Young and glum in the Anglosphere
- Joanne Jacobs

- 2 days ago
- 1 min read
The Anglosphere is glum, according to the 2026 World Happiness Report, write Neil Howe and Christian Ford on Demography Unplugged. Scandinavians -- especially the Finns -- are happier than ever, while people are significantly less happy in the U.S., Britain, Canada, Australia and New Zealand. Sad young people are harshing the English-speaking world's mellow.
No English-speaking country ranked among the world’s 10 happiest nations. New Zealand placed 11th and Australia 15th, while the US ranked 23rd, between Saudi Arabia (22nd) and Poland (24th).
Happiness scores are up in most countries around the globe -- except for the Anglosphere, where young people are distinctly less chipper, write Howe and Ford.
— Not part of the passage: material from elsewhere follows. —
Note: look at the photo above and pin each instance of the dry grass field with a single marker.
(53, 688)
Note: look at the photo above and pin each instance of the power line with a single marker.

In other surveys, young Anglospherians also report "lower life satisfaction and growing distrust in institutions," they write. “Generation Hopeless" is "down on democracy and drawn to populism.”
Young people are happier now than 20 years ago in a majority of countries, but not in North America or Western Europe, according to the report.
Heavy social media users seem to be less happy. "The PISA study of 15-year-olds in 47 countries shows that those who use social media for over seven hours a day have much lower wellbeing than those who use it for less than one hour."
Greg Lukianoff tweets: "So, maybe teaching young people the mental habits of anxious and depressed people in hopes that it would motivate them to save the world wasn't the best idea?"



As Scott Galloway points out, 40 years ago he attended UCLA when the acceptance rate was around 70%. In 2025, UCLA had a 9% acceptance rate. The issue that many of those in the anglosphere is that opportunity hoarding, legacy bias, tiger moms have made growing up harder for those who aspire to be in the upper middle class. Of course, the institutions that are suppose to help those young citizens of those anglosphere countries have been showed to be complete failures (think academic/career counseling).
Amen to Lukianoff's comment:
"So, maybe teaching young people the mental habits of anxious and depressed people in hopes that it would motivate them to save the world wasn't the best idea?"